2) Bagi orang islam Indonesia yang mendiami ibu kota Negara (Jakarta) sebagian
besar tahu dan paham bahwa undang-undang N0.10 tahun 1998 tentang
perubahan atas perundang-undang N0 7 tahun 1992 tentang perbankan,
melahirkan dualism system perbankan di Indonesia, yaitu: (1) system perbankan
konvensional yang menggunkan bunga dalam operasionalnya, dan (2) system
perbankan syariah yang menggunakan bagi hasil (tidak pakai bunga) dalam
system operasionalnya.
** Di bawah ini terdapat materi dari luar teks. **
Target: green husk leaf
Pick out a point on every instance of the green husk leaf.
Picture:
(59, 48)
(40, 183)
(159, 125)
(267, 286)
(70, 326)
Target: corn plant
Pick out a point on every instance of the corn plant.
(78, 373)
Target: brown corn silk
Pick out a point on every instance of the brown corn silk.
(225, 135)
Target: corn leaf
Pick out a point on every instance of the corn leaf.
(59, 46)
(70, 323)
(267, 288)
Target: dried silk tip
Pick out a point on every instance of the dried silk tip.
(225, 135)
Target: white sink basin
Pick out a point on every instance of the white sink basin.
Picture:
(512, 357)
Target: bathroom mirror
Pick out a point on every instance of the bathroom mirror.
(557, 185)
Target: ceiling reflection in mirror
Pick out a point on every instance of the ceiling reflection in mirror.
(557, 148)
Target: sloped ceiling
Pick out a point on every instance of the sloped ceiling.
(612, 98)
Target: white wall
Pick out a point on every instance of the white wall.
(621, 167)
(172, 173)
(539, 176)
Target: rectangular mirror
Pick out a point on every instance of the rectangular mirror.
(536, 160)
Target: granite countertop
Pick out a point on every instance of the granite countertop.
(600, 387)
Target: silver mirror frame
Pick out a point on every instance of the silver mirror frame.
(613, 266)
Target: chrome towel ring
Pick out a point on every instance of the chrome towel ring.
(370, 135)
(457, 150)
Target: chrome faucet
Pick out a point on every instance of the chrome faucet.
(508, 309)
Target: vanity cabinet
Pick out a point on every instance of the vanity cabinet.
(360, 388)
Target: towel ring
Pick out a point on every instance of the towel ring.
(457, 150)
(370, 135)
Undang-undang tersebut, lahir untuk mengayomi
penduduk Indonesia yang mayoritas muslim berdasarkan fatwa majelis ulama
Indonesia bahwa bunga bank identic dengan riba dan riba adalah haram.
Meskipun demikian masih banyak warga masyarakat islam lebih kental
berhubungan yang menggunakan prinsip syariah. Apanila hal ini dibandingkan
dengan Negara-negara yang muslimnya minoritas seperti Inggris,America, dan
beberapa Negara lainnya justru perbankan syariah di sana lebih maju bila
dibandingkan dengan Indonesia.

Berkenaan kesadaran warga masyarakat terhadap hukum,perlu dikemukakan


bahwa pada umumnya orang berpendapat kesadaran warga masyarakat terhadap
hukum yang tinggi mengaibatkan para warga masyarakat mematuhi ketentuan
peraturan perundang-undangan yang berlaku. Sebaliknya apabila kesadaran warga
masyarakat terhadap hukum rendah maka derajat kepatuhannya juga rendah.
Pernyataan yang demikian, berkaitan dengan fungsi hukum dalam masyarakat atau
efektifitas dari ketentuan-ketentuan hukum di dalam pelaksanaannya. Perkataan
yang lain, yaitu kesadaraan masyarakat terhadap hukum mempunyai beberapa
masalah di antaranya apakah ketentuan hukum tertentu benar-benar berfungsi atau
tidak di dalam masyarakat.

Masalahnya adalah apakah kesadaran masyarakat tentang hukum sesederhana


sebagaimana yang diungkapkan di atas. Kiranya tidaklah demikian sebab fungsi
hukum amat tergantung pada efektivitas menanamkan hukum tadi, reaksi
masyarakat dan jangka waktu untuk menanamkan hukum tersebut.